Oleh: SW. Retnani S. Pd. ( Praktisi Pendidikan tinggal di Rancaekek)
Indonesia sebagai negara berkembang memiliki ragam pertumbuhan ekonomi yang bermacam- macam. Ada yang kaya atau biasa disebut kalangan atas dan ada pula yang miskin atau biasa disebut kalangan bawah. Jurang diantara keduanya mencipatakan kalangan tersendiri, mereka menyebutnya kalangan menengah. Ketimpangan yang ada pada tiga kalangan ini tidak hanya berkutat pada kekayaan materi saja. Namun berdampak pula pada sektor pendidikannya. Untuk kalangan menengah- keatas, biaya pendidikan yang sangat melejit bukan suatu masalah. Persoalan ini akan sangat terasa menyulitkan bila yang mengalaminya adalah kalangan bawah. Fenomena resahnya kalangan bawah terhadap biaya pendidikan yang melangit sudah terjadi sejak negeri ini mulai dicengkeram sistem kapitalis- liberalisme. Dan ketika tanggungjawab pemerintah atas pendidikan seluruh rakyat tidak ditunaikan ataupun sedikit demi sedikit bahkan dihilangkan, inilah yang membuat rakyat resah dan kecewa. Salah satunya adalah dihapuskannya jalur SKTM oleh Kemendikbud.
Seperti yang disinyalir dari m.tribunnews.com (16/1/2019) bahwa SKTM dinilai lebih banyak mudarat daripada manfaat, pemerintah melalui Kementerian Pendidikan dan Kebudayaan ( Kemendikbud) secara resmi telah menghapus jalur Surat Keterangan Tidak Mampu ( SKTM).
Hal ini disampaikan Menteri Pendidikan dan Kebudayaan Muhadjir Effendy dalam konferensi pers Permendikbud No. 51 Tahun 2018 tentang Penerimaan Peserta Didik Baru ( PPDB) 2019, di Gedung Kemendikbud, Jakarta (15/1/2019).
Menurut beliau SKTM itu justru banyak disalahgunakan keluarga mampu untuk mendapatkan sekolah favorit mereka. Padahal sebenarnya SKTM awalnya dibuat untuk melindungi anak-anak dari keluarga tidak mampu agar mereka tetap mendapatkan haknya untuk bersekolah. Kemendikbud menambahkan, menimbang evaluasi PPDB 2018 yang melihat SKTM lebih banyak mudarat daripada manfaatnya maka melalui Permendikbud baru ini pemerintah memutuskan untuk menghapus jalur SKTM.

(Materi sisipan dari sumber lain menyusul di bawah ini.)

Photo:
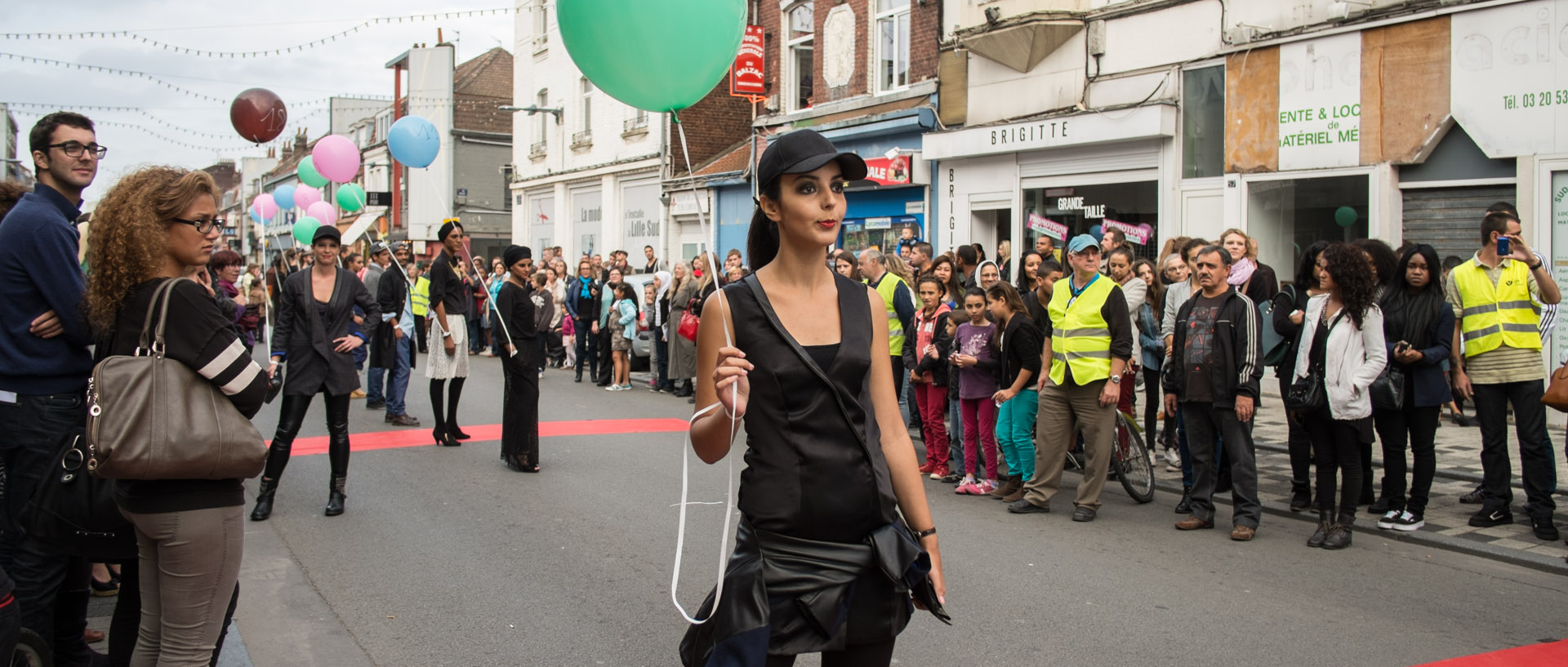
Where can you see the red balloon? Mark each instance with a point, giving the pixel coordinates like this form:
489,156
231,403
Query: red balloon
259,114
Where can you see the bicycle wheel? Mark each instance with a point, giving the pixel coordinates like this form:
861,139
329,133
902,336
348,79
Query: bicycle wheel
1133,462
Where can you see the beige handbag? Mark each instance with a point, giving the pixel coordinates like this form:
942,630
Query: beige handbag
156,419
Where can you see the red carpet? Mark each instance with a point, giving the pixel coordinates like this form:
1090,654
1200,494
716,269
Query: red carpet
421,436
1535,655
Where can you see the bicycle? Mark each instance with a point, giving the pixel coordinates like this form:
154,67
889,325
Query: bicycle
1129,459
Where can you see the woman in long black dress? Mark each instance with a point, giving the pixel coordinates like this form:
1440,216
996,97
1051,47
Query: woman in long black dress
311,334
828,460
514,323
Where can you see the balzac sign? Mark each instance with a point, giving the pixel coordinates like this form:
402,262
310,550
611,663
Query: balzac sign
1032,132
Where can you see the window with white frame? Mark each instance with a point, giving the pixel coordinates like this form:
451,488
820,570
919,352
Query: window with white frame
587,88
893,44
541,119
799,69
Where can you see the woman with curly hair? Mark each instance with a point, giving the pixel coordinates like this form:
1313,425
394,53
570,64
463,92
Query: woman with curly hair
1343,349
156,226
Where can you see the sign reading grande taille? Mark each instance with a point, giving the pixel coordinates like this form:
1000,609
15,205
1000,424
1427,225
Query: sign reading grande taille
1142,122
1321,102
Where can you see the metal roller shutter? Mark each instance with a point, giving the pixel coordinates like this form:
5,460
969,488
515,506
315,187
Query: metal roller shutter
1450,218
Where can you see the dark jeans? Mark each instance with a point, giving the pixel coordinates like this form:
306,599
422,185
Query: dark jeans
397,382
1336,445
1535,448
1419,425
587,349
1298,445
661,359
51,589
1206,425
289,420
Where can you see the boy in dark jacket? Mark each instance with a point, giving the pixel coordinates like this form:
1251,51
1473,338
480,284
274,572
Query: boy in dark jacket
1213,380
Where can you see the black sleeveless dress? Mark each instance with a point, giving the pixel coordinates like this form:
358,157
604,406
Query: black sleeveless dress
811,569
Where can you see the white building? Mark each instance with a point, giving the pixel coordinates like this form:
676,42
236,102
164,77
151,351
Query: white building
587,167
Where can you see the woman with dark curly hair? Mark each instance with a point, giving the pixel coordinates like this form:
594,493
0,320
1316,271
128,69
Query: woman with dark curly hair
1343,349
153,228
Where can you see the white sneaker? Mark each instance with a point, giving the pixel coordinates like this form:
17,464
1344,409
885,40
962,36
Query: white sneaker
1388,518
1409,522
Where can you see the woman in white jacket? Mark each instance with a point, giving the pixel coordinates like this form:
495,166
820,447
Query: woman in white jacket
1343,349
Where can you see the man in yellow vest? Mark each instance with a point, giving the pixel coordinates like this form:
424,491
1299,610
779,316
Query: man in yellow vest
901,315
1496,301
1087,345
421,303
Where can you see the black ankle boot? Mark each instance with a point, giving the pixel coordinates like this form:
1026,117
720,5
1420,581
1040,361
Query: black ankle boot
1339,534
264,500
334,498
1300,500
1325,522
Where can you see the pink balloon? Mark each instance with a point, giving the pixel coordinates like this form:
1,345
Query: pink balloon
322,211
305,196
265,206
336,158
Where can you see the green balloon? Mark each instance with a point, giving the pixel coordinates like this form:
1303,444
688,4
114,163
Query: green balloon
1346,216
350,198
308,174
653,56
305,229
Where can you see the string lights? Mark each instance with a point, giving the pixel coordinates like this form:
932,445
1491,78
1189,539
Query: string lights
255,54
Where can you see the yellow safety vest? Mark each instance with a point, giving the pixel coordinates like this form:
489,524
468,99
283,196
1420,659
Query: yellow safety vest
1080,336
888,287
422,296
1496,315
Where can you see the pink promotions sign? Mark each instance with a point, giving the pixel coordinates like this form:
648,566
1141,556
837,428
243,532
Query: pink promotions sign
1136,232
1048,228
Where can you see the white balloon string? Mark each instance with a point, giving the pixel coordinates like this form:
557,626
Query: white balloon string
686,450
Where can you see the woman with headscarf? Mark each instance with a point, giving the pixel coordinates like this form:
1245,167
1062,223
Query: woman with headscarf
657,315
516,324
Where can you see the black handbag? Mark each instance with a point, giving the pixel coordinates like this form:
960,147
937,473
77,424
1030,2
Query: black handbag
1388,389
74,513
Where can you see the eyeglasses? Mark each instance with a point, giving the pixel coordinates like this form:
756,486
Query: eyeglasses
74,149
204,226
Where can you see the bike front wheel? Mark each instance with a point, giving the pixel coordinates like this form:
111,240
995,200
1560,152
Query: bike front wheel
1134,467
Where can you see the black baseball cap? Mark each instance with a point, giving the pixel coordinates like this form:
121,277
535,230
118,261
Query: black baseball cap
804,152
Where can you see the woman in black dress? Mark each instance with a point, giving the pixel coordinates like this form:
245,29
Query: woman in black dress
830,465
311,334
514,324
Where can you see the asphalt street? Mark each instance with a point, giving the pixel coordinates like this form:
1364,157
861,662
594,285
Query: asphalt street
446,558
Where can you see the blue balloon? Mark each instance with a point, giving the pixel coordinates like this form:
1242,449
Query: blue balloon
412,141
284,196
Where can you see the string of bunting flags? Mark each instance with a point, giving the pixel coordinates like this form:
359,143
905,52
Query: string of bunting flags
256,54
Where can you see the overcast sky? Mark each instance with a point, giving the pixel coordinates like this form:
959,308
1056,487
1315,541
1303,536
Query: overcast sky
353,64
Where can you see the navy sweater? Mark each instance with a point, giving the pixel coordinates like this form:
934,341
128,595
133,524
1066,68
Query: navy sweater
39,273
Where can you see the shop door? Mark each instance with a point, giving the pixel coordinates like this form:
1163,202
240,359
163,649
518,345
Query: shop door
1450,218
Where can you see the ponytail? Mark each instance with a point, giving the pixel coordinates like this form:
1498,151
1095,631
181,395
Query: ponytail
763,240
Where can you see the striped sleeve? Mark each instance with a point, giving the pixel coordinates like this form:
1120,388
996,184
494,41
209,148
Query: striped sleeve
204,340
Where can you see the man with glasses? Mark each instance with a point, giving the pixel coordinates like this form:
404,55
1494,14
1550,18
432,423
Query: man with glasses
44,367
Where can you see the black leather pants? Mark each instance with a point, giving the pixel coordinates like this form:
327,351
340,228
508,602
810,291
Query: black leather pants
289,420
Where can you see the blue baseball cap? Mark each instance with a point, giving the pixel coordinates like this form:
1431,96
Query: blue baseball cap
1082,243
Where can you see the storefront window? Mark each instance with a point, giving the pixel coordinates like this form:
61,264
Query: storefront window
1285,216
1203,122
1060,213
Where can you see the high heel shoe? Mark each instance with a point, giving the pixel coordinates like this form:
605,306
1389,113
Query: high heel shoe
444,438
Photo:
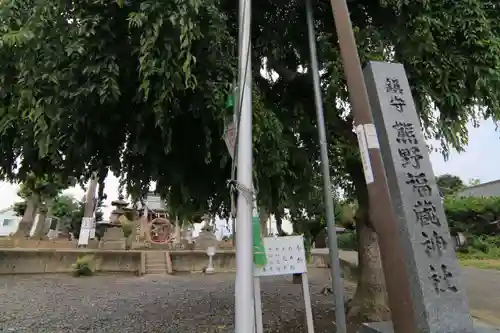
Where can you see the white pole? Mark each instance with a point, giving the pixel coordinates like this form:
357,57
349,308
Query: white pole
338,287
244,309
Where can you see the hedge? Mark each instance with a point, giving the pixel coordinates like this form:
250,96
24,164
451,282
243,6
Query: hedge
473,216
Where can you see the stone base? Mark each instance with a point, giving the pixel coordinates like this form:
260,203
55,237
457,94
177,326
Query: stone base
386,327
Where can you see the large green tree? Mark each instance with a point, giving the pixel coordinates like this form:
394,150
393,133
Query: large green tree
137,86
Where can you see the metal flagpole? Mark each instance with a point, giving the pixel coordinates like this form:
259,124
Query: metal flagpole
338,287
244,309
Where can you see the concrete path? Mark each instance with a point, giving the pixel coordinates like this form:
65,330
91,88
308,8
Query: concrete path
483,289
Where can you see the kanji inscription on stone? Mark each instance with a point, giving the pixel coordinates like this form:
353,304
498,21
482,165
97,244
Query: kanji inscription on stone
442,279
405,133
439,302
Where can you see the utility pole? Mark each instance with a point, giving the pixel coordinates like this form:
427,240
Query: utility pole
381,212
338,286
244,304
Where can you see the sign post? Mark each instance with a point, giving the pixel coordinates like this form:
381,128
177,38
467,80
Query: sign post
284,256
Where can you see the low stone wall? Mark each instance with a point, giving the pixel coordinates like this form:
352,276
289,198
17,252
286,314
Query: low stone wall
40,260
36,261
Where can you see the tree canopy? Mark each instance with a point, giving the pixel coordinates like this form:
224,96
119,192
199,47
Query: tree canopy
138,87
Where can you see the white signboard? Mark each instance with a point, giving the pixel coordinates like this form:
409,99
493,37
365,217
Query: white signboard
285,256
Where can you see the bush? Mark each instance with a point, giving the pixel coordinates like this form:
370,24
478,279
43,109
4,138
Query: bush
473,216
82,266
347,241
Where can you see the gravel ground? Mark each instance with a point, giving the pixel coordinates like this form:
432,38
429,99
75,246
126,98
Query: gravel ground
152,304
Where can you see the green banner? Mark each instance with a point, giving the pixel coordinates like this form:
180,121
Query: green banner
230,101
259,251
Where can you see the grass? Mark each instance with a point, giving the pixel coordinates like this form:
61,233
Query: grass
481,263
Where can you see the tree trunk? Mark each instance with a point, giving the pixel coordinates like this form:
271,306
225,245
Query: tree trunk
263,217
40,223
369,303
28,218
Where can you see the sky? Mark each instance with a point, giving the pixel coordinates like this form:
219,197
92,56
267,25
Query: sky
481,160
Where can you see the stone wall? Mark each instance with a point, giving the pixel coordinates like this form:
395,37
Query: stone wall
34,261
34,244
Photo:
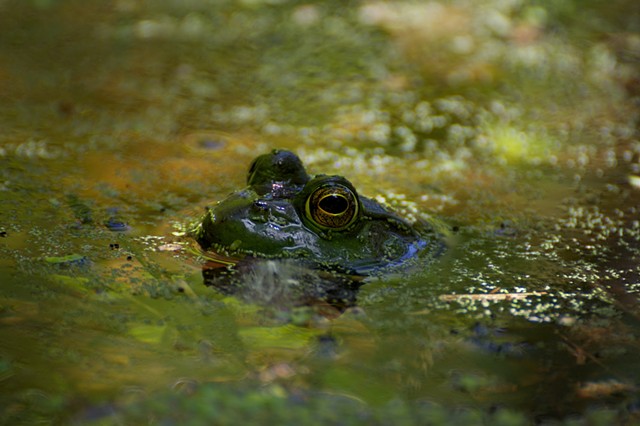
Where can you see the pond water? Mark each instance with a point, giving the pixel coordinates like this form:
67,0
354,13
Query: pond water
512,124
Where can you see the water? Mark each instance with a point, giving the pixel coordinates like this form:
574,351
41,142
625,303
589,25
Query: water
512,124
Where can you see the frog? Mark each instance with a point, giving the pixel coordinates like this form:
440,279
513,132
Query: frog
321,221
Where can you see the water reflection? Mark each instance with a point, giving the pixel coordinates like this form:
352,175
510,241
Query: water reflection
481,113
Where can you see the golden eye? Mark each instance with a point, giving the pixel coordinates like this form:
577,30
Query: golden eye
332,206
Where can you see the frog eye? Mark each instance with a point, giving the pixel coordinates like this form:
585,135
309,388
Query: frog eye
332,206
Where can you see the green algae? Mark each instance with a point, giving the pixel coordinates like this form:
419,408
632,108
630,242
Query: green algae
512,123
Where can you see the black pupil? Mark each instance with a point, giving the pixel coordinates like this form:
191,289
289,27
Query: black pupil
334,204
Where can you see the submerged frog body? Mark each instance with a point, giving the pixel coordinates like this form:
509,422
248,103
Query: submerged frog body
284,213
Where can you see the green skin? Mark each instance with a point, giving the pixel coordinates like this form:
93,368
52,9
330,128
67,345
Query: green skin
276,217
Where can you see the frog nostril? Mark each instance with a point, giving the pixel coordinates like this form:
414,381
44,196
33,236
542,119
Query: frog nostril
260,205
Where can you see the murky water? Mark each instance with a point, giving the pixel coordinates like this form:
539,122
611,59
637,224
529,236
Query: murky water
512,123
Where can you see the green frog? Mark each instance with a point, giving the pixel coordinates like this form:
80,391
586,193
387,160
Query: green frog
321,221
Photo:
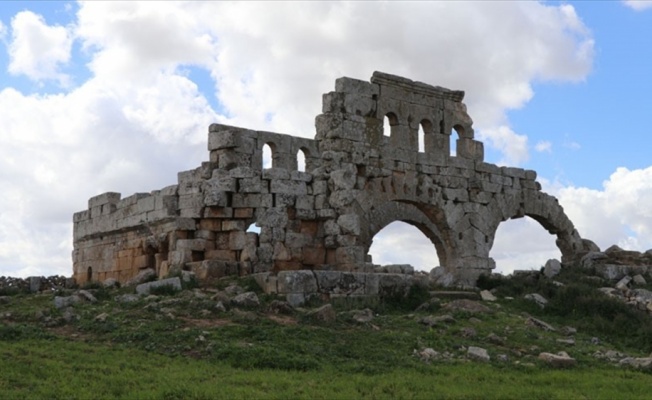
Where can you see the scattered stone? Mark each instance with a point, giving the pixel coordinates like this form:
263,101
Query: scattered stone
638,363
233,290
431,305
552,268
537,298
623,284
639,280
127,298
145,288
436,320
559,360
102,317
478,353
280,307
143,276
35,284
531,321
325,313
110,283
219,307
568,330
363,316
468,332
246,300
487,296
67,301
86,295
69,315
427,355
495,339
466,305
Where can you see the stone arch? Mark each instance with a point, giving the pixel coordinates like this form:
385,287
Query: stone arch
268,153
413,214
546,210
392,120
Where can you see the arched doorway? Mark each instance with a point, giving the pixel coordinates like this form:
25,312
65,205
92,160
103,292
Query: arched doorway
402,243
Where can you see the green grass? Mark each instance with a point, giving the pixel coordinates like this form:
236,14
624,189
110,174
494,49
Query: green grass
60,369
179,346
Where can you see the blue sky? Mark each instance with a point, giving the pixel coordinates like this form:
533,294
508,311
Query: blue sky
116,96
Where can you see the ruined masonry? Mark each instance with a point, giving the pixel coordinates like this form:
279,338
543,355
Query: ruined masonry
358,178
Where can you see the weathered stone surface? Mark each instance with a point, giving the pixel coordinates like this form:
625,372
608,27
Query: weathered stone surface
145,288
466,305
559,360
246,299
487,296
325,313
537,298
232,216
552,268
478,354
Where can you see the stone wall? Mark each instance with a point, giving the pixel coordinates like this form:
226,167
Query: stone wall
358,178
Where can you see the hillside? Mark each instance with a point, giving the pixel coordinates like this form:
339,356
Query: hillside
228,339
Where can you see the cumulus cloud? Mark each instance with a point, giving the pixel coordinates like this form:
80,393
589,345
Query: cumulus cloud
620,213
139,119
543,146
512,145
38,50
638,5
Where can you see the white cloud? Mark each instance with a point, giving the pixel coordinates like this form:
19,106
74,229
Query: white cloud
543,146
512,145
138,119
638,5
37,50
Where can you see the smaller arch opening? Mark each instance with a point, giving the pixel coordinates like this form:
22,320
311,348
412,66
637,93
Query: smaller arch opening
425,128
253,228
268,156
389,122
301,160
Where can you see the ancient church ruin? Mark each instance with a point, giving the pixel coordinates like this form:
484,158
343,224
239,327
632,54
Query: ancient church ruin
358,178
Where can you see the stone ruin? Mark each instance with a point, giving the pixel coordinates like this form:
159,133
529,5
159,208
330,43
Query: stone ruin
316,225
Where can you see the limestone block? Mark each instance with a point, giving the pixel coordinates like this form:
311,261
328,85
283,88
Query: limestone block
145,288
245,200
104,198
191,244
145,204
350,85
349,224
302,281
276,173
350,255
288,187
249,185
300,176
273,217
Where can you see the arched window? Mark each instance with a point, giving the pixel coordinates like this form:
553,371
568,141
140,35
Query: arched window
389,122
425,128
301,160
268,156
522,244
402,243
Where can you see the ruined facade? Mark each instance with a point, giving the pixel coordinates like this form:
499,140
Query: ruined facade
358,178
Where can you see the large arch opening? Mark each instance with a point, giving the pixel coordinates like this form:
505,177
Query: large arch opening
402,243
522,244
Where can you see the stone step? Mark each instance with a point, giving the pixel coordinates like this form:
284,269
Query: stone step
454,294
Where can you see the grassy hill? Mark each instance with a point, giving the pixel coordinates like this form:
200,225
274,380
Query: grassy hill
202,343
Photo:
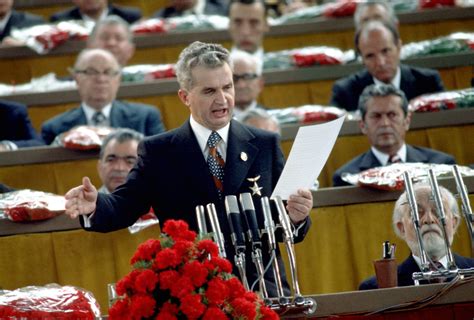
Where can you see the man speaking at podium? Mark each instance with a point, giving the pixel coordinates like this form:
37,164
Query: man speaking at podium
208,157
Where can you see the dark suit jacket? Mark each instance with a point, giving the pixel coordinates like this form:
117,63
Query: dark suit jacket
173,177
414,82
20,20
408,267
212,7
15,125
139,117
128,14
368,160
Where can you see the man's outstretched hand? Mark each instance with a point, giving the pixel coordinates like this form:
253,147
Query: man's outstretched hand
81,199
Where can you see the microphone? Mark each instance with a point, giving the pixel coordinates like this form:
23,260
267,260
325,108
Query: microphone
251,218
269,224
216,228
237,236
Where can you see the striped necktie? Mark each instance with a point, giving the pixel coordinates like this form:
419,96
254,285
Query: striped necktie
216,162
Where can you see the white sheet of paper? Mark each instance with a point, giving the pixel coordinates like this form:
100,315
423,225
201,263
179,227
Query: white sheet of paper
308,155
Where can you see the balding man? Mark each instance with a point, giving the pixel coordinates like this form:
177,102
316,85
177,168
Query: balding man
432,236
97,75
378,43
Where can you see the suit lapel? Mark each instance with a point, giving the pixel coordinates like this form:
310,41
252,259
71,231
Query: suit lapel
241,154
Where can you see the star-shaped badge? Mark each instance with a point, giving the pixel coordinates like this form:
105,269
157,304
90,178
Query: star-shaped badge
255,188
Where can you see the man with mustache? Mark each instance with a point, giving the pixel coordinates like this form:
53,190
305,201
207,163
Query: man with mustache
379,45
118,155
385,120
431,231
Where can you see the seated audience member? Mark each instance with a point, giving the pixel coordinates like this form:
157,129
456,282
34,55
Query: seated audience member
118,155
97,75
385,120
378,43
16,130
248,81
12,19
247,26
259,118
432,236
113,33
5,188
374,10
180,8
95,10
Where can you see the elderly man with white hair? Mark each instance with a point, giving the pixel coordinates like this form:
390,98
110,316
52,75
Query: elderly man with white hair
431,232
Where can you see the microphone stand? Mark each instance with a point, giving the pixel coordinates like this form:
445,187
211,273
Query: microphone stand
216,228
465,205
237,236
289,243
442,217
254,235
415,217
272,244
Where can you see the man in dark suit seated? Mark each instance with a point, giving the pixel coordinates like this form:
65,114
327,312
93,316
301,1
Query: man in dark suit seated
12,19
16,130
378,43
248,81
385,120
180,8
96,10
113,33
172,174
431,230
97,75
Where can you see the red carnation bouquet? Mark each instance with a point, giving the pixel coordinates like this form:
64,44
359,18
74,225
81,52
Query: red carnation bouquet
182,276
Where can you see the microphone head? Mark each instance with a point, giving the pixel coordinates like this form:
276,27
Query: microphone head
231,204
246,201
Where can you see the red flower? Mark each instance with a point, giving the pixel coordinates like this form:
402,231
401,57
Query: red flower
146,251
166,258
217,292
197,272
168,278
214,313
191,306
142,306
146,281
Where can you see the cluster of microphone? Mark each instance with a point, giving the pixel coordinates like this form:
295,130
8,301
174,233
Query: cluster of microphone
452,270
245,234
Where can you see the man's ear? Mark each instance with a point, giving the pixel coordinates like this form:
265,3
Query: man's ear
362,127
183,96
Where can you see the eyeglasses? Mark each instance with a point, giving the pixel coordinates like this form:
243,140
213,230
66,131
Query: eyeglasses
91,72
245,76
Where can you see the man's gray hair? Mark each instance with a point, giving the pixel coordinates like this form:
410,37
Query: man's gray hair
402,206
239,55
111,20
361,6
208,55
120,135
380,90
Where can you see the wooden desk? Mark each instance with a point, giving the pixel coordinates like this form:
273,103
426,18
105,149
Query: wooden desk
349,224
20,64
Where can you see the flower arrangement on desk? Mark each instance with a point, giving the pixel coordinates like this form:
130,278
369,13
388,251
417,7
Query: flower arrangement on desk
182,276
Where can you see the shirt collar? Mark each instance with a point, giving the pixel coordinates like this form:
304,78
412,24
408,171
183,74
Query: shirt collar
89,111
443,261
383,157
395,81
202,135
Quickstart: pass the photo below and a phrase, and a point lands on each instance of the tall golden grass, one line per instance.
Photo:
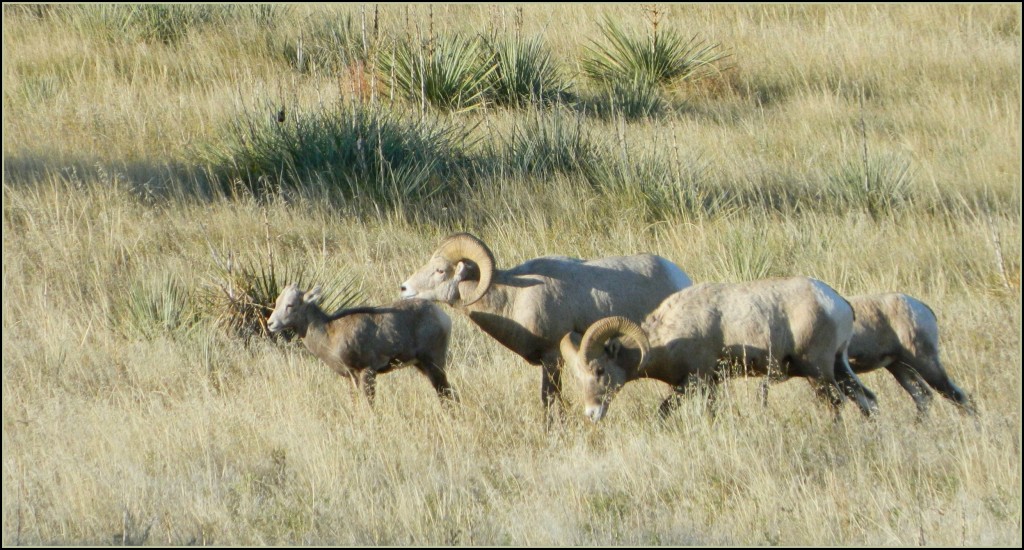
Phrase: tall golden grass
(192, 436)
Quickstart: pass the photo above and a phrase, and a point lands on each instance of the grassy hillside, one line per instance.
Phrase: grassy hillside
(876, 147)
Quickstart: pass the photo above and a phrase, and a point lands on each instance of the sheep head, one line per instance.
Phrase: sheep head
(461, 257)
(290, 308)
(598, 364)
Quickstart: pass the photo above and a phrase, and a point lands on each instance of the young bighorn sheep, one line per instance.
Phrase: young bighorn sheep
(900, 334)
(797, 327)
(361, 342)
(528, 307)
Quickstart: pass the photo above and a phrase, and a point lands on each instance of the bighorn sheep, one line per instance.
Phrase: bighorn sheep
(900, 334)
(528, 307)
(797, 326)
(361, 342)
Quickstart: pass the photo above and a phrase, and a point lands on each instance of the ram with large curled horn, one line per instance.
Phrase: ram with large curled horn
(795, 327)
(529, 307)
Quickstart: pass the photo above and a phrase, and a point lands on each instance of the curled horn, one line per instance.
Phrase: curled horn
(463, 246)
(599, 333)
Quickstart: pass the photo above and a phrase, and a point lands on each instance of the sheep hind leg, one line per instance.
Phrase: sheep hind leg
(438, 379)
(933, 373)
(851, 386)
(913, 384)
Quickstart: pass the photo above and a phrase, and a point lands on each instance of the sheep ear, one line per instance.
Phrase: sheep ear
(613, 347)
(462, 271)
(570, 346)
(314, 296)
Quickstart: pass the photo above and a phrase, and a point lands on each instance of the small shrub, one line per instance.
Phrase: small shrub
(242, 295)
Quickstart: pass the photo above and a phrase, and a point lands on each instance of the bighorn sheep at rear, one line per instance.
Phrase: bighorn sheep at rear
(528, 307)
(361, 342)
(900, 334)
(798, 327)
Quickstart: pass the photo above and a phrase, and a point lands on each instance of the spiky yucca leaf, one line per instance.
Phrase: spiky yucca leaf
(663, 57)
(524, 73)
(242, 296)
(451, 74)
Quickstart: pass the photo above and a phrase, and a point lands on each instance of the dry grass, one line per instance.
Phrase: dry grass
(194, 437)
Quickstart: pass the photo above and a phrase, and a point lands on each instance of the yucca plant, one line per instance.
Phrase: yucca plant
(242, 294)
(663, 57)
(451, 73)
(631, 99)
(524, 73)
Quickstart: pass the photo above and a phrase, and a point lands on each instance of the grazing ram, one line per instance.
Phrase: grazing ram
(361, 342)
(528, 307)
(900, 334)
(797, 326)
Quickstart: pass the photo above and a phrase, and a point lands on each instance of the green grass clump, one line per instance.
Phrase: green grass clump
(351, 150)
(547, 142)
(152, 308)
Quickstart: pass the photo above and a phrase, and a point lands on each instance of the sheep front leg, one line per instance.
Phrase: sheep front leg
(368, 383)
(551, 387)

Kemendikbud menerima banyak masukan dari para kepala daerah dan evaluasi pelaksanaan PPDB tahun lalu. Melihat lebih banyak mudarat daripada manfaat maka pemerintah memutuskan untuk menghapus SKTM dalam PPDB 2019.
Betapa mirisnya negeri ini, siswa miskin terhempas hanya karena SKTM kandas. Sungguh menggambarkan rezim yang gagal. Kebijakan ini sangat tidak adil bagi rakyat Indonesia yang saat ini mengalami banyak musibah, tekanan dan pungutan. Rakyat dipaksa menerima beban hidup yang berat, termasuk biaya pendidikan yang super mahal.
Problematika kehidupan rakyat tak hanya dalam aspek pendidikan, bahkan rakyat juga dipusingkan dalam masalah politik, sosial, budaya, kesehatan, keamanan hingga perekonomian. Sistem kapitalis telah menyuburkan kerusakan di negeri ini. Korupsi, riba, prostitusi, kedzaliman, pembunuhan, pengangguran, penipuan dll
Semua ini terjadi karena sistem kapitalis memunculkan rezim yang dzalim. Rezim yang hanya mengutamakan kepentingan individu atau kelompok yang memiliki modal besar. Sehingga rezim ini akan selalu gagal dalam meri'ayah umat. Pendidikan yang seharusnya menjadi hak seluruh rakyat, hanya bisa dinikmati kalangan menengah- keatas.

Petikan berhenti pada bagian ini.